Dried blood was visible Thursday on a tarp and the fence in Wright’s back yard. The suspect, who was shot, appeared to have tried to climb Wright’s fence to get away from the police.

Officer Down Memorial Page, a nonprofit organization that track’s fallen law enforcement officers, lists 238 line-of-duty deaths in the Detroit Police Department dating to 1878, not including the latest death.

It now needs to add one more.

The officer’s death also adds to the fatal tragedies nationwide of police officers. According to FBI statistics, 106 law enforcement officers were killed in line-of-duty in 2018. Of those, 23 were in the Midwest.

Craig and other officials had much to say Thursday about the heroism of the officers and the tragedy that the department now faces.

“One thing that stood out to me, relative to officer McClain, was he was a leader,” Craig said, mentioning that he had a chance to review the officer’s body camera. “Very tactical.

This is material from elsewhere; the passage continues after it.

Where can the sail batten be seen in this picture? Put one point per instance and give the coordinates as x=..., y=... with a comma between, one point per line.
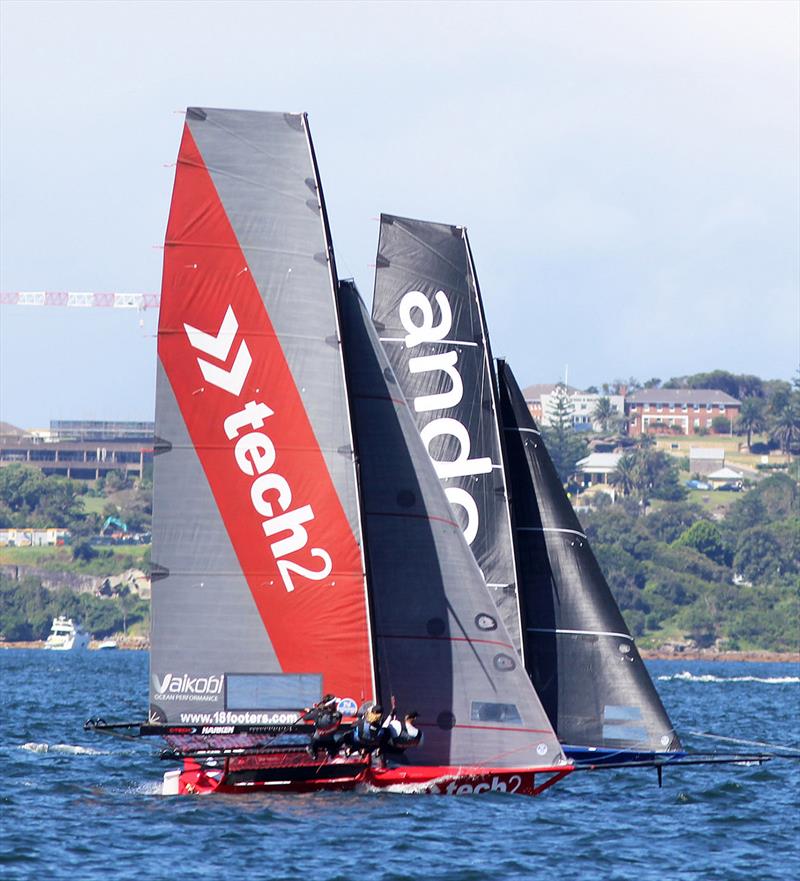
x=581, y=656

Very much about doing a great job.”

Craig said when McClain arrived at the scene he was in charge and understood he was facing a “very dangerous situation” and did not hesitate to ask for help from other officers.

In a late-night Tweet on Wednesday, Mayor Mike Duggan asked Detroiters to keep the officer’s family “and fellow officers in your prayers,” especially his partner who also “was seriously injured in the same incident and is expected to recover.”

“The City of Detroit is lucky to have the finest police force in America,” Duggin said, “And tonight the whole city mourns one out our heros.”